Se considera que, si bien el TCF está vinculado a la Constitución, a la Ley y al Derecho, el poder de ejecución que contempla el § 35 no se limita estrictamente a lo establecido en la Constitución y en las leyes, pues las consecuencias de un comportamiento inconstitucional solo de forma muy limitada pueden regularse de forma negativa (nulidad, etc.): algunas consecuencias de la inconstitucionalidad tienen que valorarse de forma positiva.

Cualquier medida de ejecución requiere una decisión previa sobre el fondo. Antes de la decisión de fondo no cabe medida de ejecución alguna, solo medidas cautelares.

La decisión sobre la ejecución se debe adoptar en la parte dispositiva de la decisión de fondo; aunque, a instancia de parte o de oficio, se admite que esa decisión sea complementada por una resolución posterior. Esa resolución posterior no puede cambiar, modificar, completar o ampliar la decisión de fondo a cuya ejecución sirve.

El § 35 BVerfGG no prescribe un procedimiento específico para ejecutar las decisiones del TCF: el propio Tribunal ha afirmado que ello es deliberado, “con la finalidad de dejar plena libertad para que el Tribunal alcance lo exigido de la forma más objetiva, rápida, adecuada, simple y eficaz posible en cada caso”.
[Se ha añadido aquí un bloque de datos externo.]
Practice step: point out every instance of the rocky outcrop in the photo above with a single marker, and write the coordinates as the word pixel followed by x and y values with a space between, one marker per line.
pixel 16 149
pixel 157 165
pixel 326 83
A diferencia los precedentes históricos, el titular de la potestad de ejecución es el propio TCF, el cual puede ordenarla él mismo o encomendársela a otro órgano (federal, estatal o local), pudiendo en este segundo caso determinar la forma de ejecución en el caso concreto. El TCF no tiene su propio aparato de ejecución, por eso necesita el auxilio de la capacidad ejecutiva de otros órganos del Estado. Estos órganos están obligados a proporcionársela, no por una vaga obligación de lealtad institucional o federal, sino, justamente, por lo que lo establece el § 35.